En ce 1er juillet je suis à Vancouver, en Colombie-britannique, et j’observe, j’écoute, j’admire : les Canadiens, le pays tout entier d’un océan à l’autre et du Nord au Sud, fête son Canada Day, sa journée du Canada. Une journée pendant laquelle les Canadiens expriment leur fierté d’être Canadien, du plus petit au plus âgé, en ce jour de célébration de l’indépendance vis-à-vis du Royaume-Uni (1er juillet 1867).

Depuis ce matin c’est un tourbillon de blanc et de rouge qui papillonne autour de moi : femmes en robes rouges et foulards blancs, fillettes aux noeuds écarlates dans les cheveux, petits garçons aux baskets rouges,… tous arborent les couleurs du drapeau blanc à la feuille d’érable écarlate. Les hommes eux sont plus discrets même si l’inscription Canada ressort souvent en lettres blanches sur sweat-shirt rouge ou en lettres rouges sur tee-shirt blanc. 

Partout dans tout Vancouver de jeunes bénévoles distribuent drapeaux et pins aux couleurs de la feuille d’érable. Partout dans les magasins, dans les restaurants, dans le bus ou dans les taxis on vous souhaite : « Happy Canada Day ! ». Je dois ressembler à une Canadienne avec mon petit drapeau planté sur mon sac photo et même si une once de sentiment d’imposture me taraude de temps en temps je suis heureuse de participer, en tant qu’hôte, à cette liesse générale.

Pourtant, point de tumulte, point d’exubérance débordante : l’ambiance est bon enfant et de bon goût. Au marché public ce matin les commerçants arboraient les couleurs nationales, et vendaient du popcorn rouge et blanc. A Canada Place, le long d’un gros bateau de croisière à quai (blanc, heureuse coïncidence !), les enfants tendent leur joue pour que l’on y trace au pochoir ou avec un tampon encreur une belle feuille d’érable, rouge bien sûr. D’autres apprennent la technique de l’origami pour confectionner… Je vous laisse deviner. Plus loin ce sont des danses chinoises (plus de 37% de la population de Vancouver est asiatique), puis une salle d’exposition destinée au tourisme dans les Territoires du Nord (la province des aurores boréales), puis une autre salle consacrée aux forces de l’armée nationale.
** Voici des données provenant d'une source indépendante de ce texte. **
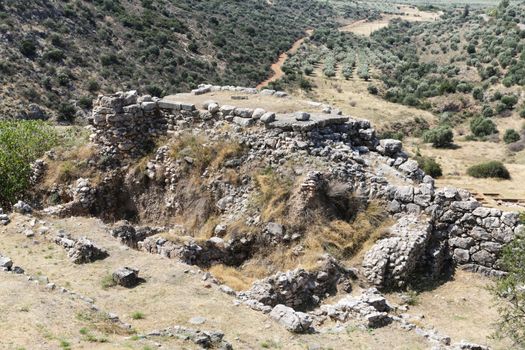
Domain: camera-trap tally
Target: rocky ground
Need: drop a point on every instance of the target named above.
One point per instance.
(347, 242)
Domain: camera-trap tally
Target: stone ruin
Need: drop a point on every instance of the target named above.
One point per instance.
(435, 230)
(435, 226)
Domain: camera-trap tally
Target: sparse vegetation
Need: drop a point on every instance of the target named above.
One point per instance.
(492, 169)
(137, 315)
(429, 166)
(21, 142)
(510, 292)
(440, 137)
(511, 136)
(108, 282)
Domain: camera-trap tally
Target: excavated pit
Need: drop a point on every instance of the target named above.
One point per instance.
(272, 193)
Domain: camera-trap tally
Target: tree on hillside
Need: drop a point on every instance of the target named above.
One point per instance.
(510, 291)
(466, 11)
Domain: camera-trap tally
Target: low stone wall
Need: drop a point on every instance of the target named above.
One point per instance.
(126, 125)
(462, 230)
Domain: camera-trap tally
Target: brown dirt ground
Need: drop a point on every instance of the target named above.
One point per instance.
(175, 292)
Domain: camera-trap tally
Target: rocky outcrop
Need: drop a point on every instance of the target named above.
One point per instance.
(22, 208)
(370, 307)
(213, 251)
(294, 321)
(129, 235)
(126, 276)
(4, 218)
(84, 197)
(299, 289)
(462, 230)
(204, 339)
(393, 261)
(82, 250)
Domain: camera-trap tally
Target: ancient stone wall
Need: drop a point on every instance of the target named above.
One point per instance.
(126, 125)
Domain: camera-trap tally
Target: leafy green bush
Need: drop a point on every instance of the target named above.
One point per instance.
(21, 142)
(85, 102)
(429, 166)
(93, 86)
(27, 48)
(481, 126)
(511, 136)
(510, 292)
(372, 89)
(478, 93)
(66, 112)
(509, 100)
(440, 137)
(494, 169)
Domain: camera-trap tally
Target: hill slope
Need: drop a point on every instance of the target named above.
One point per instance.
(59, 55)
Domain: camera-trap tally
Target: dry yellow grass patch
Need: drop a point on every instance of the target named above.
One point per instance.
(232, 277)
(274, 191)
(71, 164)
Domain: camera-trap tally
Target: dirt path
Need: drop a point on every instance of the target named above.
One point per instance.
(277, 67)
(411, 14)
(360, 27)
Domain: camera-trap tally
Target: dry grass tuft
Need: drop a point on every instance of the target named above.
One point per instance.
(203, 152)
(274, 191)
(71, 164)
(232, 277)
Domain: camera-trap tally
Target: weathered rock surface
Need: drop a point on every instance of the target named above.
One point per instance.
(126, 276)
(81, 251)
(392, 261)
(294, 321)
(204, 339)
(299, 289)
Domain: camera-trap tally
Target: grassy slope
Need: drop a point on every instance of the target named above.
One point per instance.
(56, 53)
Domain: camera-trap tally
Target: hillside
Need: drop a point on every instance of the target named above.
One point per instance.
(57, 56)
(262, 174)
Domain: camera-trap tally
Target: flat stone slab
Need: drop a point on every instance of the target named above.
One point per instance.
(288, 122)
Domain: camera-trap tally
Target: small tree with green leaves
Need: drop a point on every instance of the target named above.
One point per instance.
(510, 292)
(440, 137)
(511, 136)
(21, 143)
(481, 126)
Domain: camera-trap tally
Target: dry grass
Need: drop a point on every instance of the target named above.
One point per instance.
(411, 14)
(71, 164)
(344, 239)
(232, 277)
(274, 191)
(204, 152)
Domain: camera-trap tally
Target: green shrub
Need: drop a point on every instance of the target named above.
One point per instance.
(372, 89)
(21, 142)
(440, 137)
(509, 100)
(93, 86)
(478, 93)
(66, 112)
(487, 111)
(155, 90)
(511, 136)
(510, 294)
(429, 166)
(85, 102)
(108, 60)
(490, 169)
(137, 315)
(55, 55)
(481, 126)
(27, 48)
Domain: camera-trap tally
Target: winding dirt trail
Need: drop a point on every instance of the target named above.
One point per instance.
(277, 67)
(360, 27)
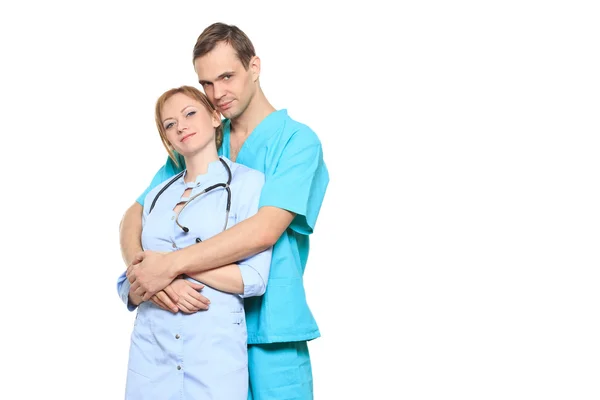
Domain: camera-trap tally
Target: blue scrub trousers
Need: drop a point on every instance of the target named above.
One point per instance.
(280, 371)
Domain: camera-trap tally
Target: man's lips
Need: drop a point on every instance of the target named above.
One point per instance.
(225, 106)
(187, 136)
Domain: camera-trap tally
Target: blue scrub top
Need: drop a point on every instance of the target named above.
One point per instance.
(290, 155)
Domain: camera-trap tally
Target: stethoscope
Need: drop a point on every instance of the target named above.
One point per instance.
(208, 189)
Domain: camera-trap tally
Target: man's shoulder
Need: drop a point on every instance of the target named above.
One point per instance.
(244, 172)
(298, 131)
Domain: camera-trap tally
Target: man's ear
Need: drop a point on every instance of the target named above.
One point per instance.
(216, 119)
(255, 68)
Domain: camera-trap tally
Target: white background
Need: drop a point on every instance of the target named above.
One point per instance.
(456, 253)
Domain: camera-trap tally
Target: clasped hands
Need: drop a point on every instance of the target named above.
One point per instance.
(151, 278)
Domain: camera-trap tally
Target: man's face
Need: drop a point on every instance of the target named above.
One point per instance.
(227, 84)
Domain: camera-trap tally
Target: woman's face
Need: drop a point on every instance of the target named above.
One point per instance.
(189, 126)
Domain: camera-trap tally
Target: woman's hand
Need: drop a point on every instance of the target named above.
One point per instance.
(181, 295)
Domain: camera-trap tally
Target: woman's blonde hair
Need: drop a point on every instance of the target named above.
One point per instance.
(192, 93)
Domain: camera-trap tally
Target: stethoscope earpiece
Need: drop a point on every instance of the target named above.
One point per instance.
(208, 189)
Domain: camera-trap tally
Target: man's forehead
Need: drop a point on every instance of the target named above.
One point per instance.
(217, 62)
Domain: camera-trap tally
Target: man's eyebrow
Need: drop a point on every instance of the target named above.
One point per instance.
(202, 82)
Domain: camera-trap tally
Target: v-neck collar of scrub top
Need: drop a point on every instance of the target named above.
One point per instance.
(216, 174)
(263, 131)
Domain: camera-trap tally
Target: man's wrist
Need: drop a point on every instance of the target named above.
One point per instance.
(176, 266)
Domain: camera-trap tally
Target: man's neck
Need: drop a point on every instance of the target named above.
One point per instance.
(258, 109)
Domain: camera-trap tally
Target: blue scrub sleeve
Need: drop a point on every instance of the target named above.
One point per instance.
(299, 182)
(165, 172)
(254, 269)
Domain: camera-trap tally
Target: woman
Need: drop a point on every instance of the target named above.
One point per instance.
(188, 354)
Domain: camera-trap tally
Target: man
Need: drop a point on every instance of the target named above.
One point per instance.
(289, 154)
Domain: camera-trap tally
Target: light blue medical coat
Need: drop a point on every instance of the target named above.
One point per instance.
(201, 355)
(296, 178)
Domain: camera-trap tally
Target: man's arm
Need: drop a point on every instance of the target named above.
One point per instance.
(241, 241)
(130, 233)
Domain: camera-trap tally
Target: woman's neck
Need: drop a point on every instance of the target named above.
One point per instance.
(197, 164)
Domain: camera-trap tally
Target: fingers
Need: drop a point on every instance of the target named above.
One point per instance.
(185, 307)
(196, 300)
(165, 299)
(195, 286)
(156, 301)
(171, 293)
(147, 295)
(139, 257)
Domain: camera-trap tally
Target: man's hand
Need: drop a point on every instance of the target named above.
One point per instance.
(149, 273)
(134, 298)
(189, 300)
(162, 300)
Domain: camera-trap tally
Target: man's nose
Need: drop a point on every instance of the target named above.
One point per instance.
(219, 90)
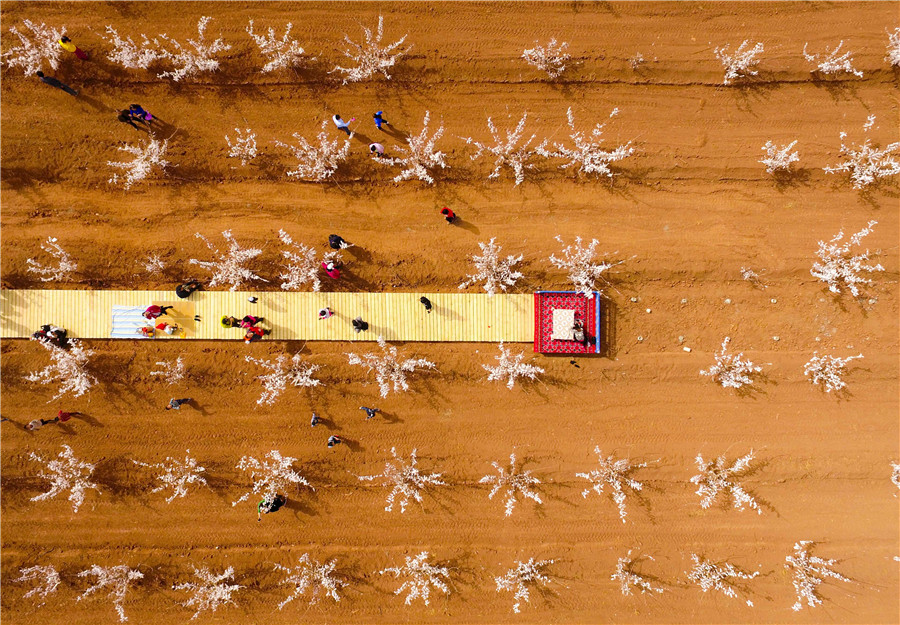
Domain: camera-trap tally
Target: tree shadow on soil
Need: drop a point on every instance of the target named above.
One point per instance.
(754, 390)
(791, 179)
(752, 90)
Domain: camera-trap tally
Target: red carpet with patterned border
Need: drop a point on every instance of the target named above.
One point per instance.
(587, 311)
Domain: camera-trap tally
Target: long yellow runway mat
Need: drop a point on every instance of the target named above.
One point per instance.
(459, 317)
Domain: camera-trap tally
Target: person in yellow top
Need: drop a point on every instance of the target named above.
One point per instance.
(67, 45)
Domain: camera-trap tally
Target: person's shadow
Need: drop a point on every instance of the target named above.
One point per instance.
(95, 104)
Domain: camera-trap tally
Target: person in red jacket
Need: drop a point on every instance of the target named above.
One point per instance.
(254, 334)
(155, 311)
(332, 268)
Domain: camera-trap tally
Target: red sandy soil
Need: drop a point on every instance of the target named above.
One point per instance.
(686, 214)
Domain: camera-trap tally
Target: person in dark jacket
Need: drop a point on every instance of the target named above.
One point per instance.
(269, 505)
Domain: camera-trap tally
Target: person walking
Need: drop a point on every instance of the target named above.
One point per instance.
(370, 412)
(184, 290)
(49, 80)
(341, 124)
(66, 44)
(332, 268)
(168, 328)
(126, 118)
(250, 321)
(359, 325)
(137, 112)
(269, 505)
(255, 333)
(230, 322)
(54, 335)
(337, 243)
(37, 424)
(153, 311)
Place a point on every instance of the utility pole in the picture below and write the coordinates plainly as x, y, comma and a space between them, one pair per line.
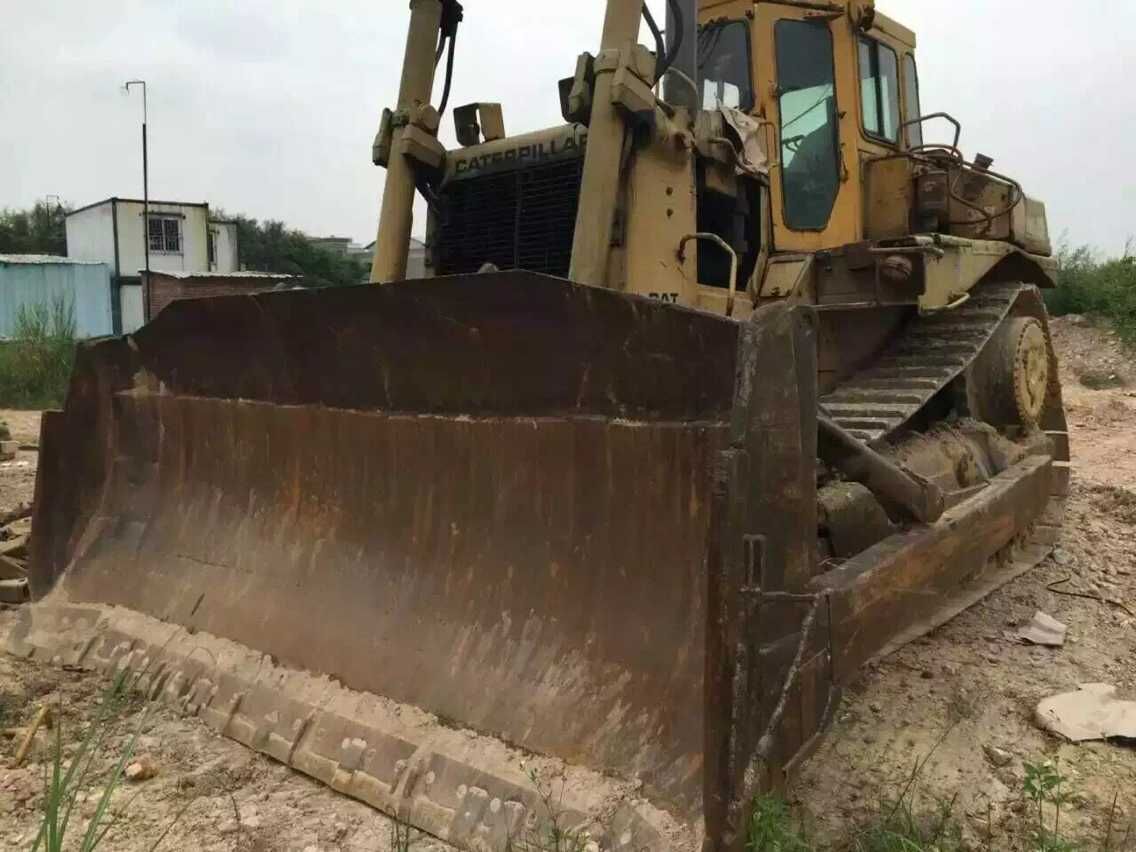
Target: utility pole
145, 199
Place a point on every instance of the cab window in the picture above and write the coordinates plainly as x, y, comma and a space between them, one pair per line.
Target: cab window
809, 132
911, 106
879, 90
724, 65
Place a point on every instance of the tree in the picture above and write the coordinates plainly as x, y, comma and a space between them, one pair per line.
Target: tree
39, 231
272, 247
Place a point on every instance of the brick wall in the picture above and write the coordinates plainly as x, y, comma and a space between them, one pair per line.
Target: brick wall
165, 289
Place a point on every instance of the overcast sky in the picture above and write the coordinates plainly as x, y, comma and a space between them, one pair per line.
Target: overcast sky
268, 107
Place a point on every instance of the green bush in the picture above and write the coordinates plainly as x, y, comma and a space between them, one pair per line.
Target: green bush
1088, 284
35, 365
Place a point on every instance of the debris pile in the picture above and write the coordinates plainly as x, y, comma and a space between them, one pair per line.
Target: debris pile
15, 533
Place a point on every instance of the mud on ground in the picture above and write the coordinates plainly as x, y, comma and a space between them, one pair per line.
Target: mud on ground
209, 793
940, 700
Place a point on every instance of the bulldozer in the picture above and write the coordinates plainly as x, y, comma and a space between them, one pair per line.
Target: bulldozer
725, 386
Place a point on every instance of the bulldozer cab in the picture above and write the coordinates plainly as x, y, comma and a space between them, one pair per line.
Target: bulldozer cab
794, 128
832, 90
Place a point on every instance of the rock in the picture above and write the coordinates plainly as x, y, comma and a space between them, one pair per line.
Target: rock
142, 769
996, 756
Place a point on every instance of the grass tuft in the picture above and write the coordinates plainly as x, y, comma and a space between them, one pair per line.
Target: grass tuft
1103, 287
35, 365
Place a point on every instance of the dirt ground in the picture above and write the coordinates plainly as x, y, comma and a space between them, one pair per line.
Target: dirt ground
943, 701
966, 687
17, 477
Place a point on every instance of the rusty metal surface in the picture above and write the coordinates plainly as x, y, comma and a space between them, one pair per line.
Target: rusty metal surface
489, 496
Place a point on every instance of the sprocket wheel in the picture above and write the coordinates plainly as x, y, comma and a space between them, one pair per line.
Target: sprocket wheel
1029, 368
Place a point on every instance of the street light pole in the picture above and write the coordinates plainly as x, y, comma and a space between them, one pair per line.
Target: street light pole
145, 199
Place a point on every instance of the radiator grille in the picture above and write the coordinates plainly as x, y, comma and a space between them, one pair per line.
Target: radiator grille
520, 219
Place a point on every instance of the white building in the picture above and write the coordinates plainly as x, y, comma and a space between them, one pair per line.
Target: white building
182, 236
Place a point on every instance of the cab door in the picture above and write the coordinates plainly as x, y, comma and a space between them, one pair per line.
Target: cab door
802, 57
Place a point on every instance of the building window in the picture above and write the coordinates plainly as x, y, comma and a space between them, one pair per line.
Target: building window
879, 90
166, 234
809, 123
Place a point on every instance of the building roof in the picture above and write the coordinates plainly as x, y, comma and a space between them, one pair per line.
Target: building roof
242, 274
46, 259
139, 201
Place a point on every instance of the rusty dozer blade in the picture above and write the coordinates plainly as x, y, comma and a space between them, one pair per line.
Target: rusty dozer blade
570, 526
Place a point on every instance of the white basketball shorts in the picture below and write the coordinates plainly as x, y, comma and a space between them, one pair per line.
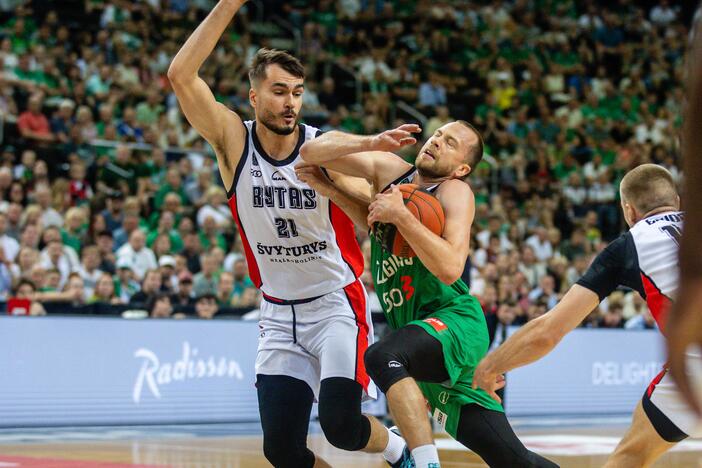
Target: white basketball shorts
314, 339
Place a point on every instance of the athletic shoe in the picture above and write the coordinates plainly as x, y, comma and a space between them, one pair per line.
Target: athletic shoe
405, 460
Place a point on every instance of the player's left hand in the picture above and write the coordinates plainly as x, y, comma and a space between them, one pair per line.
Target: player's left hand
684, 329
489, 381
386, 207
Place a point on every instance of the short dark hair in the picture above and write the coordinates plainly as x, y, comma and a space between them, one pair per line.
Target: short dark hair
265, 57
476, 154
25, 281
649, 186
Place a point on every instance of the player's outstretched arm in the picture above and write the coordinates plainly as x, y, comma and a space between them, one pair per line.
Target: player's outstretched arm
204, 113
535, 339
369, 157
444, 256
351, 194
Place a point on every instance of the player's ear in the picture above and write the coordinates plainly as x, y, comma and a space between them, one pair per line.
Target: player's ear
252, 97
462, 171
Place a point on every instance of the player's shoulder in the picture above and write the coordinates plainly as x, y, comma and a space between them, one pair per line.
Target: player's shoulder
454, 188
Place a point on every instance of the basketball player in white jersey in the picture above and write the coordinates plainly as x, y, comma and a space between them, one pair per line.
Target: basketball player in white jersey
301, 251
685, 321
644, 259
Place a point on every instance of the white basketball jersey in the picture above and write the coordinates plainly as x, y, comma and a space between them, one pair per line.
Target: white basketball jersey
298, 244
657, 240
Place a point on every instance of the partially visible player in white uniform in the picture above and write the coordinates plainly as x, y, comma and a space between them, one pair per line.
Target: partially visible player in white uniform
684, 335
644, 259
301, 251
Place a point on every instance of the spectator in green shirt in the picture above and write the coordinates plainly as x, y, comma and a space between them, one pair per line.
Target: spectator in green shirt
174, 183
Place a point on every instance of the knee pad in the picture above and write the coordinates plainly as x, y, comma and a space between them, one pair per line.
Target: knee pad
282, 455
384, 365
340, 414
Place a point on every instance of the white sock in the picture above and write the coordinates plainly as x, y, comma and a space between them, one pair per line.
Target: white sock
396, 445
426, 456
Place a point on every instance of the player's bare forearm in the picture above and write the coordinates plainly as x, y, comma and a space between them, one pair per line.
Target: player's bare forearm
333, 145
346, 192
203, 40
538, 337
369, 157
690, 260
529, 344
354, 208
435, 252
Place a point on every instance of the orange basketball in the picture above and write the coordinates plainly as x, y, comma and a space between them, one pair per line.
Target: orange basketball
424, 206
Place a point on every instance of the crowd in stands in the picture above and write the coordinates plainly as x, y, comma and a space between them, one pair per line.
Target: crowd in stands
109, 196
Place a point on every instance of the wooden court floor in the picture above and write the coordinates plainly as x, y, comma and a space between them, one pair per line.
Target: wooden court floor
576, 448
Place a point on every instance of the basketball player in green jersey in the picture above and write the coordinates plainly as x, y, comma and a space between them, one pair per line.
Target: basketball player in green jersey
439, 332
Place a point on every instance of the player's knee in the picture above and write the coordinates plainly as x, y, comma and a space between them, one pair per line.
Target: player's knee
384, 365
345, 431
283, 453
340, 413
Ce soir j’irai voir le feu d’artifice tiré au-dessus de l’eau, ou bien j’irai écouter des orchestres de jazz à proximité de mon hôtel sur la péninsule de Granville Island, une localisation idéale pour visiter Vancouver.

J’ai déjà beaucoup marché aujourd’hui, au marché ce matin sur Granville Island, puis dans l’immense Stanley Park où j’ai assisté à des tirs de canon assourdissants (je me demande à quoi ressembleront mes photos tant je sursautais à chaque tir puisque j’étais postée à moins de 30m). J’ai aussi photographié des totems, de vrais emblèmes des Canadiens autochtones d’avant la colonisation par les Européens et les Asiatiques. J’ai grimpé jusqu’en haut de la tour d’observation pour photographier le panorama sur la ville et jusqu’aux montagnes. Je me suis promenée longuement dans la ville, depuis Robson (quartier du shopping) jusqu’à Gastown, la partie la plus ancienne de Vancouver. Car Vancouver est une ville qui se découvre à pied, même si vous trouverez facilement des bus qui vous déposent dans tous les recoins de la ville et des bateaux-taxis pour traverser les bras de mer, notamment à False Creek que je surplombe depuis ma chambre d’hôtel.

Demain je partirai pour l’île de Vancouver, située à une heure trente de ferry depuis la ville du même nom. J’irai m’ancrer à Victoria pour quelques jours. Je vous raconterai.